An overview of Clinical Radiology Training ST1.

Applies to: England, Scotland and Wales. See guidance for Northern Ireland.

Important: Accuracy

Every effort has been made to ensure the accuracy of the information contained on this page. The information presented is accurate at the time of publication.

This page aims to provide you with information regarding all aspects of the 2024 Clinical Radiology recruitment process.

Working alongside the Royal College of Clinical Radiologists we manage a centralised process aimed at delivering a fair and consistent process for all applicants.

For more information about Clinical Radiology training, please visit the college’s website.

For careers advice please visit the Health Careers Website.

Detailed information including person specifications, competition ratios and information regarding recruitment to all specialty training posts is available on the national Medical Specialty Recruitment pages.

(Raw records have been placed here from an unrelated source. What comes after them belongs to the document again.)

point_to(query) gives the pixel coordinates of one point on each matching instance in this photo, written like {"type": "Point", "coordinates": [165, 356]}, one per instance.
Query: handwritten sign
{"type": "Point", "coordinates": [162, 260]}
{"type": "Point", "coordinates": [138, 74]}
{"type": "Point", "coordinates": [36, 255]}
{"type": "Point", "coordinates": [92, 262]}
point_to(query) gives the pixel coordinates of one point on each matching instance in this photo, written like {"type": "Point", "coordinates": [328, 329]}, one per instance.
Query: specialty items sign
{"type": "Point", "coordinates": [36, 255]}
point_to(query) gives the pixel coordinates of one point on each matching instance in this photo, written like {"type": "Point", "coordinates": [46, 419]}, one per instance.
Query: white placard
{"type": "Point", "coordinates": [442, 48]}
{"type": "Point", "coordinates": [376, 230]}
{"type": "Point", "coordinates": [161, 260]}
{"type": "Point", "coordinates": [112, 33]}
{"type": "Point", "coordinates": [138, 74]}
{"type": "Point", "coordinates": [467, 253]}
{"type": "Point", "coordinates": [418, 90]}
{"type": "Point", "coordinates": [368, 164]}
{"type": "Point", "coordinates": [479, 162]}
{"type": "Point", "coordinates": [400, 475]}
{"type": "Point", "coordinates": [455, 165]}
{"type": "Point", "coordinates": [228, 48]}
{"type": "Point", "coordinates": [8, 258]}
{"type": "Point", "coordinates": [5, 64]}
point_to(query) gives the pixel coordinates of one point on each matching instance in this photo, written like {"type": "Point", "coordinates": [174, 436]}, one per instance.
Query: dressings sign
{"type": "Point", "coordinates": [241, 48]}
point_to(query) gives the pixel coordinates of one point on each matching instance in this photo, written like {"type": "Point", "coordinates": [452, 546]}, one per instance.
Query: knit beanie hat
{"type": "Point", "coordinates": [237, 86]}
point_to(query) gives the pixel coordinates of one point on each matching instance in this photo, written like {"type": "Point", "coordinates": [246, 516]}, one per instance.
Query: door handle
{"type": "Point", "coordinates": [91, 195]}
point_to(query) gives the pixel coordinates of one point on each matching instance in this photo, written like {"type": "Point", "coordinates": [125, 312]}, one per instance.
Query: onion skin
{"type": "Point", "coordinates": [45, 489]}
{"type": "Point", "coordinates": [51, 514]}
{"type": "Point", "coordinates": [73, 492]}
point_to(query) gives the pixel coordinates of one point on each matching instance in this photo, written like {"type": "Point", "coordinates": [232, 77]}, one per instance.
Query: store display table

A career as a clinical radiologist will allow you to read and interpret medical images in order to diagnose, treat and monitor diseases and injuries. You will be able to do this by using a range of imaging techniques, including:

  • X-ray ultrasound
  • computed tomography (CT)
  • magnetic resonance imaging (MRI)
  • positron emission tomography (PET)
  • molecular imaging

You will also be able to run patient clinics, take biopsy samples and prepare patients for surgery, as well as using real-time imaging to perform minimally invasive surgery, called interventional radiology. 

You will have the opportunity to specialise, becoming experts in areas such as musculoskeletal, breast, cardiac, paediatric and gastrointestinal imaging.

You can also work as ‘generalists’, meaning that you work on all types of hospital imaging, as well as doing some interventional work.